Theo drehte den Kopf über seine Schulter und hob fragend die Augenbrauen. Dann wanderte sein Blick weiter zu den Scherben und Papierhaufen neben dem Schreibtisch. Diese Sachen hatten vor einigen Minuten noch auf dem Schreibtisch gelegen, waren dort zu diesem Zeitpunkt aber vollkommen fehl am Platz.

"Tut mir furchtbar leid." Er grinste breit und zuckte mit den Schultern. "Meinst du, das bekommt irgendjemand mit?"

Wahrscheinlich nicht. Dieser Abschnitt ihrer Etage war vor zwei Monaten stillgelegt und die Wissenschaftler zu einem anderen, wichtigeren Projekt abgezogen worden. Sara schüttelte den Kopf und grinste ebenfalls. Wenn es nach ihr ging, würden sie noch viele Labore auf diese Weise verwüsten.

Sein Lächeln gefror, er kniff die Augen zusammen und starrte das Chaos jetzt ernst an, ein wenig alarmiert sogar. "Süße, das Papier bewegt sich. Hinter mich, sofort!"

Sara konnte mit Gefahren zwar selbst gut umgehen, bei ihrer Arbeit wusste sie schließlich nie genau, wer oder was aus den Kältekammern herauskletterte, aber sie tat ihm den Gefallen. Sollte er ruhig das Gefühl haben, ihr Beschützer zu sein.

Aus der Sicherheit seines breiten Rückens spähte sie zu der Stelle, auf die er jetzt seine Waffe richtete. Ein dicker Stapel Papiere rutschte langsam und raschelnd in das Innere des Haufens, dann verschwand es mit einem Ruck. Feuchte Schmatzlaute drangen aus dem Haufen hervor, gekrönt von einem zufriedenen Rülpser und dem Glucksen eines ... Babys?

Sara schob sich an ihrem Freund vorbei und drückte beschwichtigend seine Waffe nach unten. "Das hört sich nicht so an, als müsstest du dein Können unter Beweis stellen."

Theo ließ die Pistole in seinem Holster verschwinden und gemeinsam kletterten sie auf das fröhliche quiekende Chaos zu. Als sie nur noch einen Schritt davon entfernt waren, flog ihnen eine Ladung Schreibtischutensilien entgegen. Jetzt war Sara über den Schutz ihres Lovers erfreut, an dessen Brust Ordner, Klemmbretter und antike Bleistifte abprallten und zu Boden fielen. Theos Hand wanderte unwillkürlich wieder zu seiner Waffe. Vollkommen verständlich nach so einer lebensgefährlichen Attacke.

Nun war der Blick frei auf die Quelle des Angriffs.
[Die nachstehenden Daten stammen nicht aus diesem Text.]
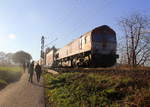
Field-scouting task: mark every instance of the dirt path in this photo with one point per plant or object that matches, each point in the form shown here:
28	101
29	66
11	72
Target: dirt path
23	94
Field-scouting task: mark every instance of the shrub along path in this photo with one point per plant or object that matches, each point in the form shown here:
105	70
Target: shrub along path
23	94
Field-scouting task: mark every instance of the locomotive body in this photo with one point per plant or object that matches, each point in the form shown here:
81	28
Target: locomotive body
96	48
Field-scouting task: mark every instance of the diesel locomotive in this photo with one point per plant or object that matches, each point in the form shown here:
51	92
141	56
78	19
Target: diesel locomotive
96	48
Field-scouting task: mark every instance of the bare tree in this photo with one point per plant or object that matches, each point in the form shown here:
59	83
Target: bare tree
137	40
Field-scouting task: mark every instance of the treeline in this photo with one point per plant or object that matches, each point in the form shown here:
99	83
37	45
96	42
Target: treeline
134	44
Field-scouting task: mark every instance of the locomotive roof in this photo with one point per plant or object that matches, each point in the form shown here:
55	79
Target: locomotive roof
101	29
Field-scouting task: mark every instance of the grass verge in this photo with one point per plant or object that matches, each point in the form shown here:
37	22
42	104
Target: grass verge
98	89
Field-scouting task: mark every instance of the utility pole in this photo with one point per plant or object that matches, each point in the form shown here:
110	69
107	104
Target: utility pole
42	47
Ein Kleinkind saß dort und schob sich, ohne Pause oder sie zu beachten, Teile der ehemaligen Schreibtischdekoration in den Mund. Aus dem sie nicht wieder auftauchten. Sara widerstand dem natürlichen Drang, all diese gefährlichen, verschluckbaren Teile wieder herauszufischen zu wollen.

Sie musste zugeben, dass dies nicht die einzige Merkwürdigkeit war. Seine Haut hatte einen blassen Blauton, als ob es an Unterkühlung leiden würde, hier drinnen war es aber ziemlich warm. Es konnte natürlich sein, dass sie sich täuschte und die empfundene Wärme nur Folge ihrer Mittagspausenersatzbeschäftigung war.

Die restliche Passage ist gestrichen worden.